A zero day for me. I always keep an eye on the teen wild card entries in the secondary tennis tournaments. Today's newcomer at the WTA Ponte Vedra Beach event was an 'Evert Academy' pupil only days past her 14th birthday - Madison Keys. Recent youngsters have failed to match experienced pro's on their baptisms, so I backed Kudryavtseva, despite her frankly crap season to date. Typically, Miss Keys overturned my thought process. Bah. The rest of the evening was then a recovery exercise, with objective achieved near the end of the 7.45 soccer kickoffs, at which point I called it a day.

If Madison Keys wins a Grand Slam, I told you first. Cheques to be sent to Rob's House, Lichfield.

Saturday, 4 April 2009

Amongst Friends

Feeling fine tonight, in the knowledge that many of us are together in a club of Grand National losers. My own loss was a 'housewife's punt' of £16.00 - I know less about racing than the average housewife, and none of my three horses troubled the finish line. I've been out all day ( shopping in Birmingham ) and watched the race in Selfridges technology department. Oddly enough, no-one there won either.

Had a think about my '£2k challenge' and have decided to abandon it after one month. After a loss of £22 on Friday evening due to a defeat for the Irish champions, Bohemians, and with just a couple of footy bets placed today to offset my National punt, I was left with two scenarios coming into Sunday :

A. I am £141 behind target. I need to recover this sum over the next week or so, in addition to my daily target amount.
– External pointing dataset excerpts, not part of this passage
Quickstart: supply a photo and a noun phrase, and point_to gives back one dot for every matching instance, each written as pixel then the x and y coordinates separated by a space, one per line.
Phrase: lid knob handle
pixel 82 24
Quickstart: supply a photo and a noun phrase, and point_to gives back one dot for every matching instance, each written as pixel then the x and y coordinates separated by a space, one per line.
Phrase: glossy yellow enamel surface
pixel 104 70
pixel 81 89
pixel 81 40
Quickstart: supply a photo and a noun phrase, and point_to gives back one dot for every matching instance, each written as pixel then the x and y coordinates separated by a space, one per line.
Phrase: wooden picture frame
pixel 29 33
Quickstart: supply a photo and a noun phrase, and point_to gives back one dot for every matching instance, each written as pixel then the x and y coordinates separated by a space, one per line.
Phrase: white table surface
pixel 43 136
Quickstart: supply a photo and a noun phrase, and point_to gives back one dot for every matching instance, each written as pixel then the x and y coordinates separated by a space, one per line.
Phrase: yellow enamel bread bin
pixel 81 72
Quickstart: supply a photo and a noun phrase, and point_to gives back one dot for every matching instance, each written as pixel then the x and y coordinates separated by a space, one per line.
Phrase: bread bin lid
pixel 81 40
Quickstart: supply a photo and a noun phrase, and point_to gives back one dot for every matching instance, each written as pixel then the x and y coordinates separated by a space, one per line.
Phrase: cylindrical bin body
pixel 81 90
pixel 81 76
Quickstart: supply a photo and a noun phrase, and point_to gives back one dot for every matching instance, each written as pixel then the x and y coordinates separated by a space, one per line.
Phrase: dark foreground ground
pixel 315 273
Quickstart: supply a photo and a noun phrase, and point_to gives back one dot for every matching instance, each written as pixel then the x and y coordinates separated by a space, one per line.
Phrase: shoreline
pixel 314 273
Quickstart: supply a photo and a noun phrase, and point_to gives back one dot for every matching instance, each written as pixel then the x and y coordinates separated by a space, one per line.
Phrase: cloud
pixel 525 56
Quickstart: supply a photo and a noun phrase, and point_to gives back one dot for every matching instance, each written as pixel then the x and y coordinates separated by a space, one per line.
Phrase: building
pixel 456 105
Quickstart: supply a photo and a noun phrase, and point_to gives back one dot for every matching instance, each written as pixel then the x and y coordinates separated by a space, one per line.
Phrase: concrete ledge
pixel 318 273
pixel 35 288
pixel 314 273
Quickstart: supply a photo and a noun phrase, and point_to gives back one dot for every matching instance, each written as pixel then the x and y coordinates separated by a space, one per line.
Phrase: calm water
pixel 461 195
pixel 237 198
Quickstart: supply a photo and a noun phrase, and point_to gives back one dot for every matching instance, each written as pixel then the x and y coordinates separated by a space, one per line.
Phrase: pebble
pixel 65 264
B. I have made £291 in a month, whilst enjoying a hobby.

I think the difference in emphasis illustrates the problem with targets in the environment we operate in. A couple of bad days suddenly put the target sums under pressure. The obvious way to pull back the shortfall is to increase stakes or risk. This is also the best way to lose money. You are psychologically at your weakest following a loss. In scenario A, the likelyhood is that you will chase to recover your position. In scenario B, you have a better opportunity to shrug your shoulders, switch off the laptop and start again the next day.

I'm still not sure how I'd operate in my old 'full-time' situation - if you need to pay bills and a mortgage from your income, how do you give yourself the best chance of meeting your required level of income? But as a hobby, the most enjoyable and sensible way of operating is to place bets as opportunities present themselves.

So my ambition remains the same - build back up to a £2k bank which I can then use cautiously to make a steady profit. But I now have no target date for achieving this milestone. And therefore no unnecessary pressure.

I'll link to a post which gives a thoughtful and sensible view on this same matter - Cassini's

Oh, and the piccy is of Selfridges, Birmingham, for anyone not aware of 'blob architecture'.

Wednesday, 1 April 2009


I'll start with the positives of this evening. I bet in a calm and consistent manner, I thought through the 'what if' scenarios of each trade, and I didn't over-bet or chase.

Sadly, one error cost me dear, resulting in a (£96) day and putting me £78 behind my target total after 27 days of my £2k challenge.

The error - 'money-buying', a past failing that I have learnt to be very cautious about entertaining. But a 1.01 at 88minutes on 'under 3.5 goals' in a meaningless friendly between Norway and Finland ( at 1-1 ) looked an easy way to start my evening. So on went £158 to win £1.50!

I use Bet365 as my match-time guide. I glanced at the 1-1 score at 91 minutes 10 seconds. No problems. I switched to browse my Betfair screen, and what seemed moments later I glanced back - 92 minutes 50 seconds, 2-2! To rub it in, Norway scored again to win 3-2. At least I was spared that horrible stomach-tightening wait when one goal is scored, and you're left to scramble for whatever recovery you can make. It was a quick, painless death!

Interesting analysis of the £315 profit gained so far in my challenge - £313 is from tennis! I generally become frustrated when reviewing my P&L's. There has never been any consistency to my results which would guide me to change my sport focus or strategies. I can go for weeks finding tennis impossible to profit from, and then other times when I pick off trades effortlessly.